Clinical Implications: Potential to improve dermal delivery of actives in cosmeceuticals and pharmaceuticals, but mandates safety profiling given barrier disruption and ion channel modulation.

Key Findings

  • δ‑Cadinene outperformed monoterpenes in enhancing rhodamine B skin permeation and increased stratum corneum retention.
  • Biophysical assays (electrical resistance, DSC, XRD) demonstrated disruption of SC lipid/keratin ordering; docking and functional assays implicate TRPV4 agonism.

3. Effect of the combination of long-pulse 1064 nm neodymium-doped yttrium aluminum garnet laser and picosecond 755 nm alexandrite laser with diffractive lens array on skin photoaging: a randomized, split-face multicenter clinical trial.
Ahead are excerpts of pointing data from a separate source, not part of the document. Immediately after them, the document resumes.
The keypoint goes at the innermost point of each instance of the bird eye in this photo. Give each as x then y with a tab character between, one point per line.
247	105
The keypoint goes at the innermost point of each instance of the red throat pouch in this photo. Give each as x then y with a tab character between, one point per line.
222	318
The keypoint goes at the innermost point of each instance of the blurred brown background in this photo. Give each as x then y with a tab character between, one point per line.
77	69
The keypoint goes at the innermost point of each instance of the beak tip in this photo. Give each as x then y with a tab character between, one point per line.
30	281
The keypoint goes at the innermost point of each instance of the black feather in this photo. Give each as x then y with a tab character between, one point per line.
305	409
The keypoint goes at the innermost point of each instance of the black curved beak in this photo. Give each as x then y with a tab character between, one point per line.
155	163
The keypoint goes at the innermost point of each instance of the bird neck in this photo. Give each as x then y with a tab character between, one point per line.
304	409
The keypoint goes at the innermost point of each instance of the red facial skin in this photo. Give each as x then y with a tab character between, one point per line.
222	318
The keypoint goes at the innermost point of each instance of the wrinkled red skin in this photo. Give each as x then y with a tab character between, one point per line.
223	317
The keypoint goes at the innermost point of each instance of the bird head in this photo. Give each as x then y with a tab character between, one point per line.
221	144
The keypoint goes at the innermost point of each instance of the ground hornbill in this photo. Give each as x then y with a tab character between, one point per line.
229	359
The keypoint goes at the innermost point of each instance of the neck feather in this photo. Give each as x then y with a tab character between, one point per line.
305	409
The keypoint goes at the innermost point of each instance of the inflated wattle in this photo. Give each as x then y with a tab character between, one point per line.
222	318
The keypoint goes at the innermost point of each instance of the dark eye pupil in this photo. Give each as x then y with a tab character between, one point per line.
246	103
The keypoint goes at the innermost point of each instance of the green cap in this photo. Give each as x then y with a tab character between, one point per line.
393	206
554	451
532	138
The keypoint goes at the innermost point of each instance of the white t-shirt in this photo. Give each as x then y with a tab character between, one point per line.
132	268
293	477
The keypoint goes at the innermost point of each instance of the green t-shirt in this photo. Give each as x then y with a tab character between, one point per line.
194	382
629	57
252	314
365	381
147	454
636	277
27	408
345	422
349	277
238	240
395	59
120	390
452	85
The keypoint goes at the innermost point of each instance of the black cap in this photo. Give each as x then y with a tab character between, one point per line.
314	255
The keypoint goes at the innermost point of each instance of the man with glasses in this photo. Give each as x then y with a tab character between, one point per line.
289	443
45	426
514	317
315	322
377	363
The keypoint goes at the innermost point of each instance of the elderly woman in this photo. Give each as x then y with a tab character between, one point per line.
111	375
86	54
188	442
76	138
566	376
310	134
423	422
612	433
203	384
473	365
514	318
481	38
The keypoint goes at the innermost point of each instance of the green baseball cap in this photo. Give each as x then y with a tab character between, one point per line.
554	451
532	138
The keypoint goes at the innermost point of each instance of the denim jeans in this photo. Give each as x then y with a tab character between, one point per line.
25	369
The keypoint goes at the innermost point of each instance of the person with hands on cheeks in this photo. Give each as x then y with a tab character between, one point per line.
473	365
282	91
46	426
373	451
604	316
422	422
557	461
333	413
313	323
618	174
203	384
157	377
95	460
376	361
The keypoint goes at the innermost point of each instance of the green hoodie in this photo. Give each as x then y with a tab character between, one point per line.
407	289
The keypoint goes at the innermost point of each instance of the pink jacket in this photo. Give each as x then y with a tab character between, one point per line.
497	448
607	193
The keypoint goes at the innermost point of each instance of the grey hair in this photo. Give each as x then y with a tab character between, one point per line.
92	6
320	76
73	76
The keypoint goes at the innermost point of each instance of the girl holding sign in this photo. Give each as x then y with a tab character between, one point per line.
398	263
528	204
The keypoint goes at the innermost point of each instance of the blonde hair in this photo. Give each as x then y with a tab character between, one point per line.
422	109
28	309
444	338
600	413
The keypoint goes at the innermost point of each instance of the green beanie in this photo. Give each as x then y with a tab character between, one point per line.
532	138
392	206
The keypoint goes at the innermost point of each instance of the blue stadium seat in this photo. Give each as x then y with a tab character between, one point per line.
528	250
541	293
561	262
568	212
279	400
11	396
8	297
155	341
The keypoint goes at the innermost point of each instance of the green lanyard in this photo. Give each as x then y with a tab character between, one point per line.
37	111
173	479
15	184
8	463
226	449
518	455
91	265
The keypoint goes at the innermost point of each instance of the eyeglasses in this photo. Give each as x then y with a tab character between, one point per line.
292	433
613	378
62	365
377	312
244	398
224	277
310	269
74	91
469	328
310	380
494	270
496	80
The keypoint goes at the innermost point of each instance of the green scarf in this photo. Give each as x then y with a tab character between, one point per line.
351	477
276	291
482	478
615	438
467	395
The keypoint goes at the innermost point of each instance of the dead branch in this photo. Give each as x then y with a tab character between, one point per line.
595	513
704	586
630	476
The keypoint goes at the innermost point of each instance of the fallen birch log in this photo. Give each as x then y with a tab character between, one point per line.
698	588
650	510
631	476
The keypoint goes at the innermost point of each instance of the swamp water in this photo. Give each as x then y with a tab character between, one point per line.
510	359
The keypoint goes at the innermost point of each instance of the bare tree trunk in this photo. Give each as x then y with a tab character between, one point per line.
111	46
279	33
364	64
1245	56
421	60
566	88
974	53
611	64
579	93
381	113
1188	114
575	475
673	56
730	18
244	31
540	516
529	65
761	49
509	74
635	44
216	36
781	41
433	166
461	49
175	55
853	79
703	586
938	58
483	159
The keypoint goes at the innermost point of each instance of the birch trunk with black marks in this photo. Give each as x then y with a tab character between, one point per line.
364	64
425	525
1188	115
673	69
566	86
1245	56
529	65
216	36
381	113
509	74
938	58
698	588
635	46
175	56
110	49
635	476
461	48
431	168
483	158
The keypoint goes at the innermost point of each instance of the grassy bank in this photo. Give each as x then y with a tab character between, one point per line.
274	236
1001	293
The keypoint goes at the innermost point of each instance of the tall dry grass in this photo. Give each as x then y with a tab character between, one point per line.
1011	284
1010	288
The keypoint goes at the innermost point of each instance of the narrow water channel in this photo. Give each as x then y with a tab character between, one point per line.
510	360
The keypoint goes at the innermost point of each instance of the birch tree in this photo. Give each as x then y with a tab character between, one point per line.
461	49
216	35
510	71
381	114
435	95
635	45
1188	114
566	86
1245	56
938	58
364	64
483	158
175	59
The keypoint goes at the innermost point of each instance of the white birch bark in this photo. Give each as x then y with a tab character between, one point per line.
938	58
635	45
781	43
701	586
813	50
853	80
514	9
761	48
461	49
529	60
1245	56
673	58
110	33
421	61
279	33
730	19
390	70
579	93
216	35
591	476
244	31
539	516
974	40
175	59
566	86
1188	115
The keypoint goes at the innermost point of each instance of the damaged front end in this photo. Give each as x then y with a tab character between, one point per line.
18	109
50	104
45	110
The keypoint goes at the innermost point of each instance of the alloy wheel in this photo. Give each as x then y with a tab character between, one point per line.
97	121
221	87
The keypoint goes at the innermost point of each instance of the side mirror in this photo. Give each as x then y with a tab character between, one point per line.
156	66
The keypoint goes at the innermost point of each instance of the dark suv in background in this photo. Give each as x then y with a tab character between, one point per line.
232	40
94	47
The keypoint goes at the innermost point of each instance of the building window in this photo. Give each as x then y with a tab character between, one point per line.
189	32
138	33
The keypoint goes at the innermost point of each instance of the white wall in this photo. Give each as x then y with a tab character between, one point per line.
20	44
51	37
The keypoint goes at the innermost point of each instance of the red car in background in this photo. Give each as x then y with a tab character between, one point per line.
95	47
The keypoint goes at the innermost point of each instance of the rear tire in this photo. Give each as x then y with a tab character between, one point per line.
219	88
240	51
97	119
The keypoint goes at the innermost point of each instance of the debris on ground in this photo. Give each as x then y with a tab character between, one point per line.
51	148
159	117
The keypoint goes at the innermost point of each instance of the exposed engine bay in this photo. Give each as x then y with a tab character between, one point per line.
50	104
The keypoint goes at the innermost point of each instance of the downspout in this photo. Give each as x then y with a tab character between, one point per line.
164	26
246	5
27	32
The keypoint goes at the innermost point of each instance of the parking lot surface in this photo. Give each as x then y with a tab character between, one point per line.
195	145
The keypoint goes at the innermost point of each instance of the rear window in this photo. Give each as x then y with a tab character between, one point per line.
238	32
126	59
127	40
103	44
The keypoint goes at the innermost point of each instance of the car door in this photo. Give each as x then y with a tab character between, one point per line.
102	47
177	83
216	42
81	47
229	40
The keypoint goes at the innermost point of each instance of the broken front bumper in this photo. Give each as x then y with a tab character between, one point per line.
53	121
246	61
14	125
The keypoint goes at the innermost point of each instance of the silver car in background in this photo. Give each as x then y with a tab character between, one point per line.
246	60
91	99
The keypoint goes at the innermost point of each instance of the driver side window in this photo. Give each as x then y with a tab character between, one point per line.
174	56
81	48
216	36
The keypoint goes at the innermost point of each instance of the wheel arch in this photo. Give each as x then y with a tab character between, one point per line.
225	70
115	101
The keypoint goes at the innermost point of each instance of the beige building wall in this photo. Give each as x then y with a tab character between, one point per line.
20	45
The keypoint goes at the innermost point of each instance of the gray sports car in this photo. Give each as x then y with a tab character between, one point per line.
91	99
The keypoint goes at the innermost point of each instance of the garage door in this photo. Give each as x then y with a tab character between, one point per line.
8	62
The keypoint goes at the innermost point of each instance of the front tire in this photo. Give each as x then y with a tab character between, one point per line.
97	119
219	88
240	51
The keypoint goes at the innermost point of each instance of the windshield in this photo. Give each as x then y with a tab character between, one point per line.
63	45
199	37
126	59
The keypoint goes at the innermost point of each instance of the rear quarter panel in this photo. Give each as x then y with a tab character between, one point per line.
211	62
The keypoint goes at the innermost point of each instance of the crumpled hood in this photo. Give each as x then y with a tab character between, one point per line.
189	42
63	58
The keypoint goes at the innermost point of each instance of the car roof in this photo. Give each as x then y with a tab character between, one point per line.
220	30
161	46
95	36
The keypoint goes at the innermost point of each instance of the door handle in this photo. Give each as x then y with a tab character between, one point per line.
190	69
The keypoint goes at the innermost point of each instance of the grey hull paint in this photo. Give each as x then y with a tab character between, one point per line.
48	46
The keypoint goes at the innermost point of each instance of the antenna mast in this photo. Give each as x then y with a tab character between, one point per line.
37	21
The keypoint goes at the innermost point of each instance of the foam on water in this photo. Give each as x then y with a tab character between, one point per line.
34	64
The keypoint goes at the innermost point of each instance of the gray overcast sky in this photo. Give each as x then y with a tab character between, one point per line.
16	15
74Lasers in medical science · 2025PMID: 41405728

Randomized split‑face multicenter trial (n=22, 21 completed) found that adding picosecond 755 nm (DLA) to full‑face long‑pulse 1064 nm Nd:YAG produced greater GAIS improvement at 3 and 6 months, with objective 3D volumetry improvements in nasolabial and suborbital regions and VISIA‑measured pigment/pore benefits; no additional adverse events reported.

Impact: Provides prospective randomized clinical evidence that a specific dual‑wavelength sequencing (LP1064 nm + picosecond 755 nm DLA) yields incremental rejuvenation benefits with objective imaging endpoints and no safety penalty.

Clinical Implications: Clinicians can consider sequencing LP1064 nm Nd:YAG with picosecond 755 nm (DLA) to enhance structural and pigmentary photoaging outcomes; parameters and long‑term durability need larger trials for optimization.

Key Findings

  • Combined therapy improved GAIS at 3 months (85.7% vs 66.7%) and 6 months (66.7% vs 57.1%) compared with Nd:YAG alone.
  • 3D volumetry showed greater improvements in nasolabial folds and suborbital areas; VISIA showed pigmentation and pore improvements; no added adverse events.